“My SPARK award has propelled my career forward. It has not only provided funds for me to pursue an important, clinically relevant question, but it has also given me the confidence to continue on my career path in pursuit of an independent academic position.”
What if we could target pro-tumoral immune cells while leaving infectious-disease fighting immune cells unharmed?
Funded: January 2022
Funded By: The generosity of LJI Board Director Tom Tullie and the Tullie Family
What was the goal of your SPARK project?
My SPARK award supported work to understand how the immune cells that prevent infection differ from immune cells that support tumor progression in melanoma patients. To do this, I utilized a new technology, called CITE-seq, to understand the markers present on the outside of cells and associate them with an anti-bacterial or pro-tumoral phenotype.
I worked with a larger group of colleagues to design a custom reagent necessary for the proposed experiments. After a long delay, the custom reagent finally arrived and we performed the large-scale proposed experiment. The downstream analysis is now underway. We are working through the pipeline, striving to optimize the analysis for neutrophil detection. Once we clean up the data, we will look for the pro-tumoral and antibacterial neutrophils and interrogate how they change from healthy individuals to cancer patients.
Did you face any challenges?
I experienced delays in the development of a custom reagent that was imperative to the experiments in my project. To adjust, I simply delayed the experiment until the arrival of the custom reagent. This means I am not as far along in the analysis as I had hoped I would be at this point. Because the custom reagent was critical to the novelty of the study, it was reasonable to delay results rather than pivoting to something more widely available.
SPARK project results:
I used the new technology, CITE-seq, to profile immune cells, including neutrophils, in the blood of healthy human donors and melanoma patients. Samples from two healthy donors and three melanoma patients were collected as part of this project. From each donor, I collected 20,000 cells (40,000 from one melanoma patient), double what was previously possible with an older model of the cell separator. I then measured 201 molecular targets on the outside of the cells, a major advance compared to previous technology, which allowed us to detect 40-50 targets on the outside of the cell. Detection of the molecular signature on the outside of the cell is what makes CITE-seq unique and particularly poised to better detect neutrophils. I went on to perform a deeper-than-usual analysis on the molecular signature on the inside of the cell. Last, I combined the SPARKfunded samples with a similar analysis on human bone marrow. Because these data were collected and analyzed together, I can look across these samples to have a more integrated understanding of what is going on in the immune system during healthy periods and in cancer development. In short, I collected a large dataset. I have a plan to tackle the data and come up with answers as well as more hypotheses and questions. I expect to find subsets of neutrophils that are new and identifiable as pro-tumoral or anti-bacterial. We will then identify unique molecular signatures on the surface of these subsets. The cell surface location of the molecular signatures makes them prime drug targets. In the end, I will devise strategies to target bad pro-tumoral neutrophils while leaving good antibacterial neutrophils intact.

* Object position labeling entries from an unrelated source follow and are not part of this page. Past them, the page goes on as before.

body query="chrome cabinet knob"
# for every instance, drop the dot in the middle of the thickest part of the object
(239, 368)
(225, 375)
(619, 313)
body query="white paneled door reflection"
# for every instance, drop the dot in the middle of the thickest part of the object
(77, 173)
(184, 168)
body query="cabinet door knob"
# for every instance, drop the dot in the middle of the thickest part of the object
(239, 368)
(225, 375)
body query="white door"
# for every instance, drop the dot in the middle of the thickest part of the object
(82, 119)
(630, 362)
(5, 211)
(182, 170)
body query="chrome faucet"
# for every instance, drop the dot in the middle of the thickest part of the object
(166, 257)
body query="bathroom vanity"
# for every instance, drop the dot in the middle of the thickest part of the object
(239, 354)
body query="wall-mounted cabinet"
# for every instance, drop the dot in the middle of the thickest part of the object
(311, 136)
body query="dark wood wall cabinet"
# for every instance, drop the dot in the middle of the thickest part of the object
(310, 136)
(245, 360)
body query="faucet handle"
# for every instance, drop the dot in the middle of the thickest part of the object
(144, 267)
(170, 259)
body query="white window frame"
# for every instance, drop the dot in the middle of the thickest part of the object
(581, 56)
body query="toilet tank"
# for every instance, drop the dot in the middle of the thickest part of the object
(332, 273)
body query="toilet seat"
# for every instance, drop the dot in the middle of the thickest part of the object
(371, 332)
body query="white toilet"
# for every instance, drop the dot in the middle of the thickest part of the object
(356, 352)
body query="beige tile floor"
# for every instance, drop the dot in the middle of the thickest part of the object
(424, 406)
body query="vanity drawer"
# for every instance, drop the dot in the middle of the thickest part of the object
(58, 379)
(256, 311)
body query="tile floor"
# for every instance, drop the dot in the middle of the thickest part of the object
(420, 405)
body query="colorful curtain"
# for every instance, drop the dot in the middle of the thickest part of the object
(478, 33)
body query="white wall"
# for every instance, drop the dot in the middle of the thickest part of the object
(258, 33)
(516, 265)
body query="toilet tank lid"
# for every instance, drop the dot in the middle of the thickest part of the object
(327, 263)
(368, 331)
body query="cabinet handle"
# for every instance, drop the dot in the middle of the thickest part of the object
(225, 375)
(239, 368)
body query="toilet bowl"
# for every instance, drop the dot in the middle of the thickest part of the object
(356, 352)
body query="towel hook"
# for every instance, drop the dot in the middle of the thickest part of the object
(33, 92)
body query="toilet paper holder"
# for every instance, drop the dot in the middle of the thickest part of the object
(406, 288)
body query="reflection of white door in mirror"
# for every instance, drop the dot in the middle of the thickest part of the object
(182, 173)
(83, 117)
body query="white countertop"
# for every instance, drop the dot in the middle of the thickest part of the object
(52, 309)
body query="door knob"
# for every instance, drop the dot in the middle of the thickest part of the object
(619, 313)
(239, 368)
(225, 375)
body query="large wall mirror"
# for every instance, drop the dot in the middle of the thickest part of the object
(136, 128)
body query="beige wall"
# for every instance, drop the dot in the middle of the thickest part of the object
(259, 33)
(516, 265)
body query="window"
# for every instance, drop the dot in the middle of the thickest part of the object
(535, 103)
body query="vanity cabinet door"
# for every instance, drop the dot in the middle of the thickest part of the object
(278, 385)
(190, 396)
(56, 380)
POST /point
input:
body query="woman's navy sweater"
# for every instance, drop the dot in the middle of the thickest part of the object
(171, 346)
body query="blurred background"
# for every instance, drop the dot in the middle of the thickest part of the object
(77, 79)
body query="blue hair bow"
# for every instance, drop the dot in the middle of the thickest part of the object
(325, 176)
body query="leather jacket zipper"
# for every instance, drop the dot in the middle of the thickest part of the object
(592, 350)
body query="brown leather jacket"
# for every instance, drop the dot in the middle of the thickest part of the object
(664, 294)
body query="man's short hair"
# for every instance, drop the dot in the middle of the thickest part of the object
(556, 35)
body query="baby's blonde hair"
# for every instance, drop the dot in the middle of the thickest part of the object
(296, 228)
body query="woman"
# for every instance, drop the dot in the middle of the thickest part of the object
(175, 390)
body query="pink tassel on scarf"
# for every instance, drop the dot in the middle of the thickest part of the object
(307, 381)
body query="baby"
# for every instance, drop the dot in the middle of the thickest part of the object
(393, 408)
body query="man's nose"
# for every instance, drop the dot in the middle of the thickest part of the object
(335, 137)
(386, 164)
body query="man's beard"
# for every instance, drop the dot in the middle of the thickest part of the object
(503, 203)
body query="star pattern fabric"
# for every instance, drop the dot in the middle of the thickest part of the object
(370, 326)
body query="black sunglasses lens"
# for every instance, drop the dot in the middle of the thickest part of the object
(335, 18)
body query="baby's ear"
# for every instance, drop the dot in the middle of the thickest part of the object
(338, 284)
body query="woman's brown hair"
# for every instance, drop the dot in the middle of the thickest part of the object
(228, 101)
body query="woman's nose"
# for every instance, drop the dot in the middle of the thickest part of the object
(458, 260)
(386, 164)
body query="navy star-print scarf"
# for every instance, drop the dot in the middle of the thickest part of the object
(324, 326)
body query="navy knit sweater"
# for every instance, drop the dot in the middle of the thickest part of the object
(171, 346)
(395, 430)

What’s next for this project?
The final analysis for my SPARK project will provide new drug targets that I can work to move towards the clinic. I will take the identified targets on pro-tumoral neutrophils and develop drugs that will work to deplete these harmful cells in cancer patients. If I find a marker that is specific to the anti-bacterial neutrophils, I will look for ways to engage that molecule to promote infection fighting functions of neutrophils. I can then study mouse models to determine if this strategy might work to tackle cancers. I will test
the effects of these drugs on tumor growth as well as whether the drugs leave an individual susceptible to infection. This preclinical work in a mouse model will pave the way to clinical application.
I will prepare a publication during the next year. The target journal and story will depend on the results found, but this research would likely serve as a resource paper in a journal such as Immunity or Nature Immunology.
What’s next for Melissa?
I plan to launch my independent research career using the hypotheses I generate from this dataset. So, I plan to apply for early stage investigator grants and R01 or R21 using the data generate from this project. Those grant applications will begin later this year.
I hope to finish up my postdoctoral fellowship in the next year. This fall, I will go on the academic job market with hopes of landing an assistant professor position in the midwest studying aspects of targetable myeloid biology in disease.